On Thursday morning, the event for media and stakeholders on waste management in Israeli-Palestinians territories was held online, with the participation of important actors of civil society. During the webinar, sustainable projects and innovative actions realized in this complex region have been discussed, underlying the positive results generated for the environment and for local population.

Thanks to the collaboration among AICAInternational Association for the Environmental Communication (Italy), AEJI Association of Environmental Justice in Israel and the Jerusalem Center for Women (JCW), the webinar “Circular Economy, a challenge for Israel, West Bank and Gaza Strip?” offered the chance to recognize positive experiences of international cooperation and sustainable development.

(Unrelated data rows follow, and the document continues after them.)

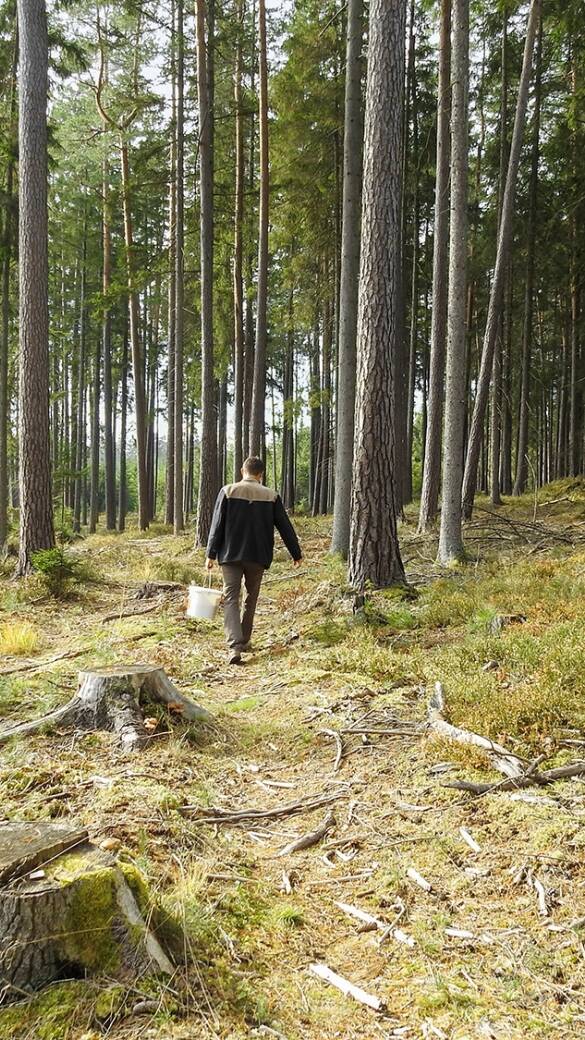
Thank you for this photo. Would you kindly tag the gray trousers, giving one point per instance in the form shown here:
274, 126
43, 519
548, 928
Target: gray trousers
238, 629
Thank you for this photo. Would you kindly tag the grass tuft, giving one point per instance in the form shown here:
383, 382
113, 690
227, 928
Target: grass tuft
19, 639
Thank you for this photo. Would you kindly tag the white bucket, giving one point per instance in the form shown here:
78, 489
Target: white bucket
203, 602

Emanuela Rosio, President of AICA, introduced the meeting while Roberto Cavallo, CEO of E.R.I.C.A. soc. coop. showed the concrete impacts of circular economy as opportunity for development and job creation.

Circular economy is a straordinary opportunity for social involvement, starting by increasing net employment rate. European guidelides estimate that 1.5 million jobs will be creating befor 2030 thanks to circular economy, just in waste management and recycling sectors. But the opportunity we are facing is even larger than this scenario, because if we enlarge our view in fields as renewable energies, waste prevention, reuse, good exchanges, jobs will be definetely more.

Then, Umberto Gianolio, E.R.I.C.A. soc. coop., provided an intervention strategy for Gaza Strip in order to activate virtuous circuits for recycling and reuse of waste, starting from separate collection and specifically organic waste, which represents 55% of total waste production.

Fadwah Khawaja, JCW General Director, offered an overview on waste management in West Bank, focusing on role of women in society. Indeed, circular economy may represent a possibility to build new economic opportunities also for the weakest population groups. Eventually, AEJI Executive Director Carmit Lubanov described the ongoing situation in the West Bank, the environment issues and why circular economy is an important occasion for Palestine to settle positive cooperation and to develop new economic strategies.

These presentations generated a positive exchange of opinions and experiences among the participants, which led the discussion to some crucial conclusions: the current waste storage system in landfills is not sustainable anymore, transitions towards new circular models are urgent. Several positive effects would result from these changes, as fewer levels of land and water pollution, fewer landfills, more job opportunities and, most of all, the creation of functional relations among local authorities, which could foster dialogue and long-term collaboration.

Social attitudes and cultural heritage coming from the South of Mediterrenean bacin represent a new vision of circular economy – concluded Roberto Cavallo – Traditional awareness and behaviours coming from rural regions of Middle East are very interesting examples in reusing of food waste, composting, exchanging,… These are cultural aspects of circular economy that have to be implemented.